When she heard her kin lament from beyond the wall of storms, she led her ill-fated crew astray. She whispered of riches beyond the tempest and her captain, blinded by greed, believed. They braved the Stormwall, emerging into an arctic world where so, so many ships had perished.
There, she who had been Tane drove her ship onto the rocks and refused to move again. Her crew cursed and raged, but then they starved and died, and Tane’s world quietened. Over the decades she reached roots into frozen earth and stretched branches to the dusky sky. And where her roots reached her kin, trapped in their own prisons, they, too, began to sprout.
A new Ghistwold grew, with Tane as their Mother. Her roots sustained them. Her energy bound them. Her rule soothed them. The cold and the wind did not bother them—their life and sustenance came from another world altogether, their roots reaching into the Other. They brought summer with them. Ash and elm unfurled leaves that the arctic winds could not tear. Snow melted beneath birches in their paper shrouds, and fiddleheads emerged from blankets of moss.
New ships arrived and wrecked, some which Tane’s forest and their network of roots could not reach.
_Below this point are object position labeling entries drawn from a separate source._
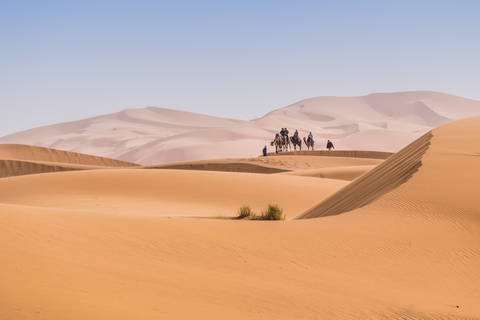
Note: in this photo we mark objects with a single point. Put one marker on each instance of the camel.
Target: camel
(308, 143)
(286, 144)
(296, 142)
(278, 142)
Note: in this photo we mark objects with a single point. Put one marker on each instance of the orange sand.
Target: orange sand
(143, 243)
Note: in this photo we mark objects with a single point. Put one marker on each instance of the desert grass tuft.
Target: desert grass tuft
(245, 212)
(273, 213)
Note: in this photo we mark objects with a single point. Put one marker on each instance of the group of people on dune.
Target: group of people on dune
(284, 134)
(296, 140)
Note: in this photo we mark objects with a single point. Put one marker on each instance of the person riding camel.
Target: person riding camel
(295, 136)
(330, 145)
(310, 137)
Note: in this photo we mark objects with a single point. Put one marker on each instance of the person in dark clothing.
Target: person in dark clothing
(310, 137)
(330, 145)
(295, 136)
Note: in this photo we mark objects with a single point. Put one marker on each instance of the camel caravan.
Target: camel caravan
(283, 142)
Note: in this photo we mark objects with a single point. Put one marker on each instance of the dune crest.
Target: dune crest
(378, 122)
(380, 180)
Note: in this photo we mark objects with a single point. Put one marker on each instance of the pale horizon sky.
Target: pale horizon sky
(70, 60)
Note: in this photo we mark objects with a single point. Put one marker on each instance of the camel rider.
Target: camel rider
(295, 136)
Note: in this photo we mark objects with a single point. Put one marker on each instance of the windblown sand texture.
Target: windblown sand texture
(149, 243)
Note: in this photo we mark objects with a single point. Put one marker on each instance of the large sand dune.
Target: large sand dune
(128, 243)
(150, 136)
(18, 160)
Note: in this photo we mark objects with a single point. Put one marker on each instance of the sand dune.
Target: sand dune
(22, 160)
(401, 241)
(378, 122)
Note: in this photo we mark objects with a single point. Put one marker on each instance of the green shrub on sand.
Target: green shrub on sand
(273, 213)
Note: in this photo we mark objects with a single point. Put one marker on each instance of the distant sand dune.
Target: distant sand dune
(25, 152)
(377, 182)
(399, 241)
(151, 136)
(18, 160)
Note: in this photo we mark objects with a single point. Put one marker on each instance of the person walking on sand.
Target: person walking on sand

But they would one day, Tane soothed them. Time, after all, meant little to immortal ghistings.
Sleep, she sang to those distant ships. Sleep until the time is right.
Then he came. Tane sensed Hoten’s ship as it passed through the Stormwall. Her roots stretched and her fine leaves rustled, watching, waiting.
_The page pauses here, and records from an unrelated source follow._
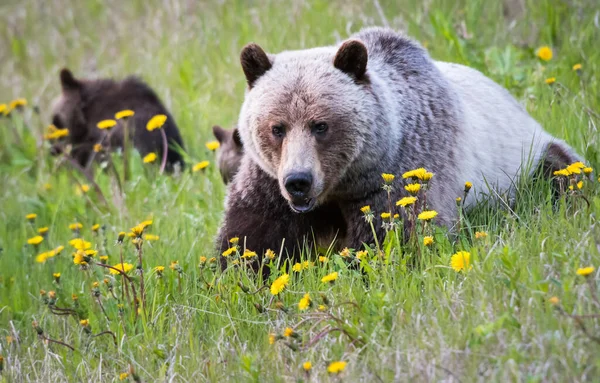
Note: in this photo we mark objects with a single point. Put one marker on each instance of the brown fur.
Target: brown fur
(84, 102)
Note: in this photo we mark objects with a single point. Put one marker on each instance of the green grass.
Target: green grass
(411, 318)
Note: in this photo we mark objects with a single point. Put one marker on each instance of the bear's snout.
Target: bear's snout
(299, 185)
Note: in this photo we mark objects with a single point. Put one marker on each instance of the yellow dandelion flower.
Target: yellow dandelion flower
(200, 165)
(124, 114)
(480, 234)
(427, 215)
(330, 278)
(461, 261)
(585, 271)
(288, 332)
(305, 302)
(428, 240)
(106, 124)
(544, 53)
(413, 188)
(270, 254)
(212, 145)
(150, 157)
(280, 284)
(156, 122)
(387, 178)
(124, 267)
(35, 240)
(336, 367)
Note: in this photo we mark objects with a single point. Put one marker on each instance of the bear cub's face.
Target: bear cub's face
(301, 119)
(230, 152)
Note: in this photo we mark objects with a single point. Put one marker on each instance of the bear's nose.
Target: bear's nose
(298, 184)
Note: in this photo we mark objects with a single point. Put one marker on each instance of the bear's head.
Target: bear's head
(306, 117)
(67, 111)
(230, 152)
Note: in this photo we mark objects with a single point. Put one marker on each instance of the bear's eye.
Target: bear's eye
(320, 128)
(278, 131)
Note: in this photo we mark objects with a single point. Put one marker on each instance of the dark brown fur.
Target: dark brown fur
(84, 103)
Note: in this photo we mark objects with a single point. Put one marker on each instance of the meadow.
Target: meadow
(524, 309)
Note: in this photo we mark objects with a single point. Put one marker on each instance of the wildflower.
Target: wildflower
(106, 124)
(413, 188)
(200, 165)
(585, 271)
(428, 240)
(75, 226)
(288, 332)
(156, 122)
(406, 201)
(544, 53)
(270, 254)
(330, 278)
(461, 261)
(415, 174)
(150, 157)
(387, 178)
(212, 145)
(336, 367)
(427, 215)
(124, 114)
(480, 234)
(35, 241)
(280, 284)
(124, 267)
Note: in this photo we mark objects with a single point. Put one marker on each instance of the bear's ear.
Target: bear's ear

The ship wrecked, as they all eventually did. Far from her reach the vessel became a torch in the night, and she sensed the new ghisting’s pain as his prison burned. Then that pain was gone, and there was silence instead.
Soon after, a man wandered into the Wold. She sensed a ghisting with him. Within him.
Horror. Disgust. The feelings overwhelmed her and spread through the forest, but the ghisting in the man exalted.